Unfortunately, there is a lot of mental clutter that comes along with signing up for more things than one possibly has time for, no matter how innocent or well-intended the motive.  After having a meltdown in the kitchen last Thursday over something totally unrelated to the true origin of my tantrum, my husband very calmly pointed out (with his business manager hat on) that it’s possible I’m over-extending myself in terms of my time and commitments.  And the result of being so over-committed is that I have no time left to do what I set out to do - run a business and chase my dreams.

There seems to be a mysterious illusion that comes along with being a solopreneur, wherein my time doesn’t always seem like it matters in comparison with those who have “real” jobs.  (As if my days begin with eating bonbons and end with watching Oprah since I work from home.)  Having a flexible schedule somehow creates said mysterious illusion that I have an overabundance of time to give when the reality is, I don’t.  I’m hard at work trying to make something of myself.

This is especially true when working day in and day out on ideas that don’t have a obvious start and conclusion or when the day is spent making progress without any tangible results.

It seems that my sudden obsession with saying yes to things outside of my work parameter stems not from a desire to feel needed or wanted, but rather the deep-seated longing to feel like I’ve accomplished something.  I also know that I’m capable of doing the tasks that are asked of me so why shouldn’t I say yes?  Hence, everything that’s put in front of me sounds like a great idea and I gladly say yes until I am, not surprisingly, overwhelmed and buried at the hands of my to-do list.
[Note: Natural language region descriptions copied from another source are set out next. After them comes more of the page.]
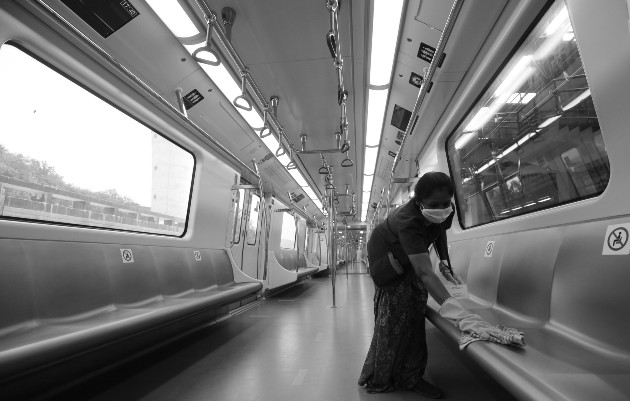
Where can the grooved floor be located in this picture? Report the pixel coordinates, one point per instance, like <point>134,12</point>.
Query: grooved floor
<point>293,346</point>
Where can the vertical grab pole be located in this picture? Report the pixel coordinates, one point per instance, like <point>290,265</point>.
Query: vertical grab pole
<point>263,214</point>
<point>332,251</point>
<point>345,226</point>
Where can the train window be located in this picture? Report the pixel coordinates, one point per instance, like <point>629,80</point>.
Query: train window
<point>532,141</point>
<point>238,199</point>
<point>67,156</point>
<point>287,236</point>
<point>252,221</point>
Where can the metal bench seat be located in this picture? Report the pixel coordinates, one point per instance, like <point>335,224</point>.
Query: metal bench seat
<point>70,309</point>
<point>304,272</point>
<point>564,295</point>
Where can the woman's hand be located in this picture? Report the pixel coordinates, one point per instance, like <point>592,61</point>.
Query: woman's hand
<point>446,272</point>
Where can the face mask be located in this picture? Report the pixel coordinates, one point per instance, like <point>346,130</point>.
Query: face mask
<point>437,216</point>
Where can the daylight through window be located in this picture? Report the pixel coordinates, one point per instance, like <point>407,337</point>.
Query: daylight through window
<point>67,156</point>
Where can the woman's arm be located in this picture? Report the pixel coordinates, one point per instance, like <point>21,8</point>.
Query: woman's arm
<point>421,263</point>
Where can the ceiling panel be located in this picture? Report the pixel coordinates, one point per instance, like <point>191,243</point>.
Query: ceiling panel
<point>283,44</point>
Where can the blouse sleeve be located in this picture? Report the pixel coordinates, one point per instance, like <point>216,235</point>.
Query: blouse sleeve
<point>412,235</point>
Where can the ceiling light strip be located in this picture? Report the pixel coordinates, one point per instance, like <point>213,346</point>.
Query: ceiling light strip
<point>446,33</point>
<point>238,61</point>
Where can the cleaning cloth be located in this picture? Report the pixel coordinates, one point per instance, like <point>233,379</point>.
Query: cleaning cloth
<point>474,328</point>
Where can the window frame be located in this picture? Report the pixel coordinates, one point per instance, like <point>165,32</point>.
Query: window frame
<point>46,63</point>
<point>541,14</point>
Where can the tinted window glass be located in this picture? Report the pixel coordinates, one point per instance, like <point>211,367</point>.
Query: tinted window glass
<point>252,222</point>
<point>237,207</point>
<point>533,140</point>
<point>67,156</point>
<point>287,237</point>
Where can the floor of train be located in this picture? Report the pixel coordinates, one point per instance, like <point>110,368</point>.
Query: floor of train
<point>293,346</point>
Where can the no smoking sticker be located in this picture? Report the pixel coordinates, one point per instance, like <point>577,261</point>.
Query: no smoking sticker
<point>126,255</point>
<point>489,249</point>
<point>616,240</point>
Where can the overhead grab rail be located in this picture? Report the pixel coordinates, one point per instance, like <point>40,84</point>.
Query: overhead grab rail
<point>334,46</point>
<point>242,101</point>
<point>152,94</point>
<point>223,37</point>
<point>201,55</point>
<point>446,33</point>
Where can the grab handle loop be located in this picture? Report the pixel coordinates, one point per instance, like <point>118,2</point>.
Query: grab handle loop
<point>205,54</point>
<point>241,101</point>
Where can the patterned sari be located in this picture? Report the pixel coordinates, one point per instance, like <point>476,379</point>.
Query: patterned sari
<point>398,353</point>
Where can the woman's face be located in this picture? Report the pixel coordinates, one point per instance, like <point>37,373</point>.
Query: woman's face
<point>439,199</point>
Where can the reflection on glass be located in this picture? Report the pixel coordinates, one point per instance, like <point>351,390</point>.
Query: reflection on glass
<point>252,222</point>
<point>287,236</point>
<point>67,156</point>
<point>533,140</point>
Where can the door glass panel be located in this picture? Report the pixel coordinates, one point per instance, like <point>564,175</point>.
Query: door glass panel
<point>238,215</point>
<point>252,222</point>
<point>287,236</point>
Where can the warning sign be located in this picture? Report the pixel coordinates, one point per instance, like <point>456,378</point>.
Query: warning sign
<point>489,249</point>
<point>426,53</point>
<point>416,79</point>
<point>126,255</point>
<point>192,99</point>
<point>616,240</point>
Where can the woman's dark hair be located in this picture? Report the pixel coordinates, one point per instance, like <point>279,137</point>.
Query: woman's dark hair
<point>430,182</point>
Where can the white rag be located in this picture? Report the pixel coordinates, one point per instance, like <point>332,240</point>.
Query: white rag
<point>474,328</point>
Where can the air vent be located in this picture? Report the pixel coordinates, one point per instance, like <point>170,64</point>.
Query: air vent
<point>274,176</point>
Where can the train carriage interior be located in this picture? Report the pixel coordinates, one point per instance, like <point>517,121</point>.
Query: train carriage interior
<point>189,189</point>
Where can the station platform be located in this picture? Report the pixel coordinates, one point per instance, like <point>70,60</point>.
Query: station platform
<point>293,346</point>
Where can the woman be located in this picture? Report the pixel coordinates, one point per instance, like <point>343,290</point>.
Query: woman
<point>398,354</point>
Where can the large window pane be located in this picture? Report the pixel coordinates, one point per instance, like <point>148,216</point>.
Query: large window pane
<point>287,236</point>
<point>67,156</point>
<point>533,140</point>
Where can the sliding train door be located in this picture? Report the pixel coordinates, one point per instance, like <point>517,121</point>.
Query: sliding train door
<point>245,228</point>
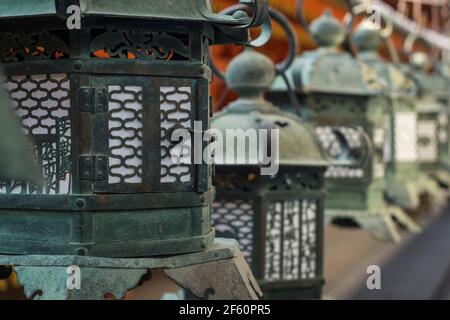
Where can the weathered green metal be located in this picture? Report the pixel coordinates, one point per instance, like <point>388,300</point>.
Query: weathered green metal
<point>100,104</point>
<point>278,219</point>
<point>433,119</point>
<point>45,277</point>
<point>16,160</point>
<point>226,28</point>
<point>404,181</point>
<point>344,99</point>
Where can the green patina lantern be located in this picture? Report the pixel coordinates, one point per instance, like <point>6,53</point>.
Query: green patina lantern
<point>101,102</point>
<point>277,217</point>
<point>433,120</point>
<point>344,98</point>
<point>404,181</point>
<point>16,160</point>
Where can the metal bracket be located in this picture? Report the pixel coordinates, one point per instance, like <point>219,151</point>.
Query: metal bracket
<point>46,277</point>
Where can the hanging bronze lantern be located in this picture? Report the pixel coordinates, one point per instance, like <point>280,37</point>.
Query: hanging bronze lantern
<point>101,102</point>
<point>433,124</point>
<point>404,181</point>
<point>277,218</point>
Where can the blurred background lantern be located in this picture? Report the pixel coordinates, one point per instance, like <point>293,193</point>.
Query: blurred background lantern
<point>100,104</point>
<point>277,218</point>
<point>403,177</point>
<point>433,125</point>
<point>344,99</point>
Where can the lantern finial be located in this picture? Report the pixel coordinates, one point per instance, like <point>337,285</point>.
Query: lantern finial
<point>367,37</point>
<point>250,74</point>
<point>327,30</point>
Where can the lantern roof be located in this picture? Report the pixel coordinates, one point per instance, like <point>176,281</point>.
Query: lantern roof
<point>16,160</point>
<point>165,10</point>
<point>367,37</point>
<point>251,74</point>
<point>331,71</point>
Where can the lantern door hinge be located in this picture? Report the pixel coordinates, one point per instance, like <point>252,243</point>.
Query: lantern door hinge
<point>93,167</point>
<point>93,100</point>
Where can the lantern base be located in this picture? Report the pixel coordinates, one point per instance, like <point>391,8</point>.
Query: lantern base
<point>55,277</point>
<point>310,289</point>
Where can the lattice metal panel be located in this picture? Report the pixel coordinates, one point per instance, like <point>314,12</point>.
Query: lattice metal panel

The stubborn part of my brain hasn’t yet come to terms with letting go, although I recently heard a theory that if you don’t clear away some of the clutter in your life, the good things to come have no place to set up camp.  And since my focus of late has been attracting those good things, I’d better make sure there’s room.

Life is not about being Super Girl.  It’s about living with integrity and being able to keep your promises - to those around you and just as importantly, to yourself.

This is a tough lesson for me to learn.  Tough because I have to admit once again that I don’t know it all (I know… I was shocked too) and tough because I’ve had to swallow my pride and step back from some of the commitments I’ve made.

Nevertheless, I am thankful because having to sort through it all has forced me to determine my priorities.  It is far too easy to lose sight of what actually needs my attention and what doesn’t, but letting go has lifted a colossal burden and as luck would have it there appears a light at the end of the productivity tunnel.

Is there any clutter in your life that needs clearing?